We know what worked for the US tuna industry, which was the addition of a NMFS observer to crews on tuna ships as an independent check on the veracity of reports concerning bycatch. It also resulted in a chunk of the US tuna industry moving its registration to foreign countries to evade that requirement. (Although the primary reason for the registry shift wasn’t the fact of observers being placed on ships per se, but rather that the NMFS observer pool included females, and the tuna ship crews weren’t having any of that.)
Pretty much any change that really makes a difference to the reporting of marine mammal bycatch in aquaculture — and its reduction — is going to make aquaculture more expensive.
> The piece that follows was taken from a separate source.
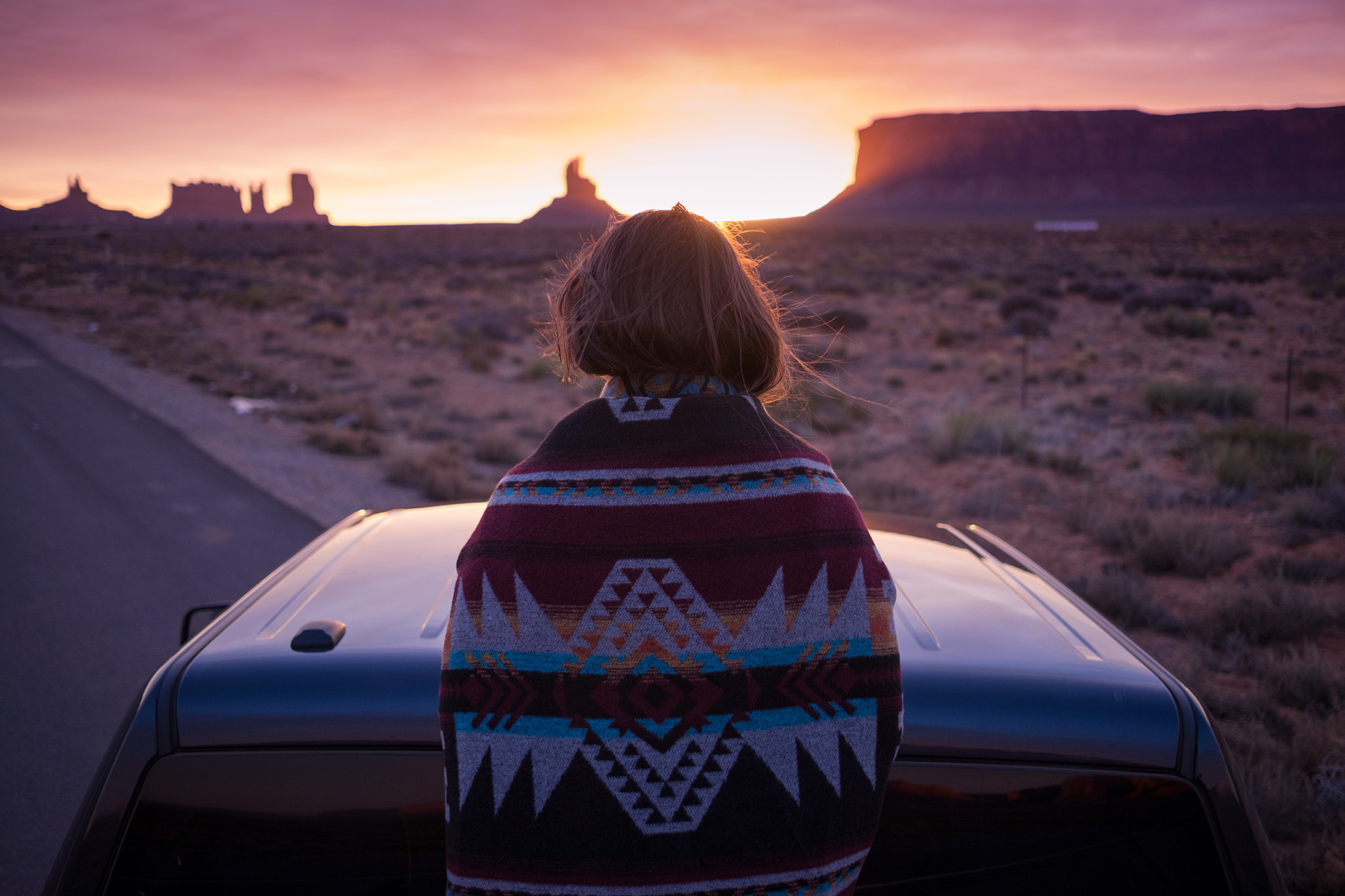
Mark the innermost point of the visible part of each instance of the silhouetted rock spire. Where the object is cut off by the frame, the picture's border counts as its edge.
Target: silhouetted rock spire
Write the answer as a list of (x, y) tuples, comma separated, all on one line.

The Living Oceans Society is pushing for self-contained aquaculture facilities that will eliminate any interaction with marine mammals. It is obviously easier and cheaper to produce aquaculture when you simply net off an existing chunk of ocean and don’t have any sort of water system of your own to deal with. But at a minimum, government bodies charged with the oversight of marine mammal populations need to take action to assure that they are getting good information about interactions with aquaculture.
Please provide me with info on any proved closed-containment systems that you know about.
Thanks
Janet
The NRCC cephalopod facility at UTMB would be one that I know about, with its water system designed by John Whitson, one of my fellow graduate students when I was at Texas A&M University.
There are shrimp aquaculture facilities in West Texas that are using remnant Permian ocean water tapped from wells.
That about exhausts what I know about such approaches personally. Like I said, that sort of thing probably costs much more than netting off some convenient chunk of ocean. It may well be impractical for large-scale aquaculture to be economically competitive using closed containment currently. Without good information on the impact that cheaper aquaculture is having, though, we cannot know whether current methods are having an unappreciated high collateral cost.